Di tengah derasnya arus modernisasi dan perubahan sosial yang kita hadapi, profesi guru tetap menjadi salah satu pilar utama pembentuk karakter bangsa. Namun, apa jadinya ketika niat tulus seorang pendidik untuk membimbing muridnya justru berakhir dengan jeratan hukum? Kasus yang menimpa Pak Rufi'an, guru Pendidikan Agama Islam di SMP Diponegoro Dampit, Kabupaten Malang, menjadi cermin betapa kompleksnya tantangan yang dihadapi para guru di era sekarang.
Sosok Pak Rufi'an bukanlah potret guru yang hidup bergelimang kemewahan. Sebaliknya, beliau adalah contoh nyata dedikasi seorang pendidik yang rela membagi waktu antara mengajar dan berjualan jemblem demi mencukupi kebutuhan hidup.Â
Kesederhanaan dan ketulusan hatinya tercermin dari pengakuannya sendiri: "Saya tidak tahu status itu apa, yang jelas dari pertama saya dipanggil itu saya ditanya-tanya oleh penyidik Bu Leha. Sesudah itu sejak memenuhi panggilan pertengahan Oktober saya diminta absen tiap seminggu dua kali."

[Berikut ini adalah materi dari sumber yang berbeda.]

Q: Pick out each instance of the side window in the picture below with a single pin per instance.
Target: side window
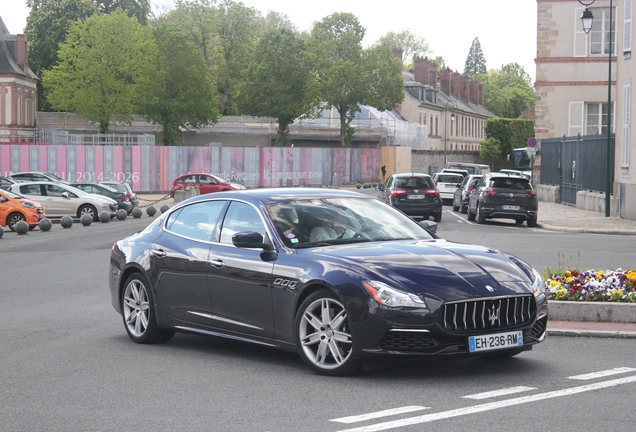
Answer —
(197, 221)
(30, 190)
(241, 217)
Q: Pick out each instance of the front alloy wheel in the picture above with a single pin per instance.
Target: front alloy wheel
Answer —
(139, 317)
(323, 336)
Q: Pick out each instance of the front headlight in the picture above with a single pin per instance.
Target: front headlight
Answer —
(391, 297)
(538, 287)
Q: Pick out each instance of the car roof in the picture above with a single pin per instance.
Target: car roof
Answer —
(411, 175)
(278, 194)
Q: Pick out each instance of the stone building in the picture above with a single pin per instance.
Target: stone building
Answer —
(18, 89)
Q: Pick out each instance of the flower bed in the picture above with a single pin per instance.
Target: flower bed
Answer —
(603, 285)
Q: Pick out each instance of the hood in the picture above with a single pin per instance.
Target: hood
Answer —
(435, 269)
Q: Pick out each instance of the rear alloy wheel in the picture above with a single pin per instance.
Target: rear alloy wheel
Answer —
(89, 210)
(481, 218)
(323, 336)
(13, 219)
(138, 313)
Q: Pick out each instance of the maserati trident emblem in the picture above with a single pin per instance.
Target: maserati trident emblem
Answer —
(493, 315)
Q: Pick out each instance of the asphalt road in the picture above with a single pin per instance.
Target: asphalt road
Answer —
(67, 364)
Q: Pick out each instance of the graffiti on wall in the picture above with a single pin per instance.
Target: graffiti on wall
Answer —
(151, 169)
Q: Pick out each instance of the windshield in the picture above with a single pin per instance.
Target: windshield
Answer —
(314, 222)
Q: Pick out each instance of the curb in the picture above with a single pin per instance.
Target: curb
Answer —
(592, 333)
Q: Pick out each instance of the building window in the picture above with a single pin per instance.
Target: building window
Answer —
(599, 35)
(596, 118)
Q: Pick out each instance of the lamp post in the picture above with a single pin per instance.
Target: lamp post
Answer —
(453, 105)
(587, 20)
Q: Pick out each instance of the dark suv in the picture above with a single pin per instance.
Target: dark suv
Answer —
(503, 196)
(414, 194)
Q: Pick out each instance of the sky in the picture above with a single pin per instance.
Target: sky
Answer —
(507, 29)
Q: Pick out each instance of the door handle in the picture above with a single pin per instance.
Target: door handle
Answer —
(217, 263)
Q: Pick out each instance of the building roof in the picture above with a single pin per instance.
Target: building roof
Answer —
(8, 54)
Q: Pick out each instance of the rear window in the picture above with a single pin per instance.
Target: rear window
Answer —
(449, 178)
(510, 183)
(414, 182)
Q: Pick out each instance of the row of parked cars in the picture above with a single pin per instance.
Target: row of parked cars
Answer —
(497, 195)
(29, 196)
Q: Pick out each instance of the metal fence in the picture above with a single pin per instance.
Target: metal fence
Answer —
(576, 163)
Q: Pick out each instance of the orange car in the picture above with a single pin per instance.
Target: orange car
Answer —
(14, 208)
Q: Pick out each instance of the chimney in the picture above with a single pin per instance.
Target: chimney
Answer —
(398, 52)
(432, 75)
(444, 79)
(464, 87)
(421, 70)
(455, 84)
(21, 52)
(474, 92)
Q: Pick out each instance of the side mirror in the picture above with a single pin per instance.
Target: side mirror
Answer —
(250, 239)
(430, 226)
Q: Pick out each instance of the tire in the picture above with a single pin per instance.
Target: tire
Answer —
(13, 219)
(481, 218)
(89, 210)
(471, 215)
(138, 312)
(323, 337)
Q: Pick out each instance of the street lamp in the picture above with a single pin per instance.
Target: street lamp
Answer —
(453, 105)
(586, 20)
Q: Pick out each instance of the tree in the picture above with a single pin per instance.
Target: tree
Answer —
(507, 91)
(412, 46)
(347, 76)
(107, 64)
(475, 62)
(275, 82)
(182, 94)
(46, 27)
(140, 9)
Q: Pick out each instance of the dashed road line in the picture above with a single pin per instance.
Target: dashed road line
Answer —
(491, 406)
(379, 414)
(502, 392)
(602, 374)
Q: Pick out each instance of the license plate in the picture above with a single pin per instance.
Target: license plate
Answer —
(495, 341)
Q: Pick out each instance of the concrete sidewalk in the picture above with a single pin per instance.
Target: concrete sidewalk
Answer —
(552, 216)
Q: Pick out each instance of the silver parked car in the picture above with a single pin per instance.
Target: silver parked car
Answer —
(60, 199)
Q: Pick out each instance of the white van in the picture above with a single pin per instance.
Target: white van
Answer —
(471, 168)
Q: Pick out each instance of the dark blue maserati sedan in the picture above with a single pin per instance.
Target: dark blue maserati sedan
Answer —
(337, 276)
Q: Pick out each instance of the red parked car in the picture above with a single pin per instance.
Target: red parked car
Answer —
(207, 183)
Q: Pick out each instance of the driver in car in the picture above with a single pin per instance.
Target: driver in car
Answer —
(335, 226)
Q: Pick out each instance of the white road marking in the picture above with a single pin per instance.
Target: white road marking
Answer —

Ironisnya, sebuah tindakan yang dimaksudkan sebagai bentuk perhatian terhadap ibadah sholat siswanya, kini membawa konsekuensi hukum yang mengancam masa depan karirnya sebagai pendidik. Tamparan ringan yang diberikan, meski tidak dapat dibenarkan sepenuhnya, sesungguhnya berangkat dari kepedulian terhadap kehidupan spiritual anak didiknya.Â
Dampak dari kejadian ini sangat memukul mental sang guru, sebagaimana diungkapkannya: "Saya sedih sampai-sampai tidak bersemangat lagi membuat jemblem."
Perubahan paradigma dalam dunia pendidikan memang tak terelakkan. Sebagaimana disampaikan Kabid PAI Kanwil Kemenag Provinsi Jatim, Amak Burhanudin: "Beda dengan zaman dahulu, saya dijewer guru orang tua ikhlas saja. Akan tetapi jaman sekarang orang tua ada yang tidak terima, ujungnya lapor polisi.Â
Sehingga jadi masalah seperti sekarang ini." Transformasi ini membuat para guru harus ekstra hati-hati dalam bertindak, bahkan ketika motivasinya adalah demi kebaikan siswa itu sendiri.
Yang menarik untuk dicermati adalah respons komunitas pendidik terhadap kasus ini. Asrori, mewakili MGMP PAI SMP, menegaskan dukungan mereka: "Untuk Pak Rufi'an insyaallah kami siap membantu menopang kehidupannya selama menjalani proses hukum. Kami sudah menggalang dana iuran sepuluh ribuan, untuk meringankan biaya transportasi dan urusan hukum."Â
Solidaritas ini menunjukkan bahwa nasib seorang guru bukanlah tanggung jawab individual semata, melainkan tanggung jawab bersama.
Sikap Pak Rufi'an sendiri patut diapresiasi. Meski menghadapi tuntutan yang tidak ringan, beliau tetap menunjukkan kerendahan hati. Bahkan ketika diminta membayar denda 70 juta rupiah, responsnya tetap santun: "Waktu itu saya tawar 2 juta sesudah rundingan dengan keluarga saya yang mau membantu, tapi orang tua D tidak mau." Kesediaannya untuk introspeksi dan berjanji menjadi guru yang lebih baik mencerminkan jiwa pendidik sejati.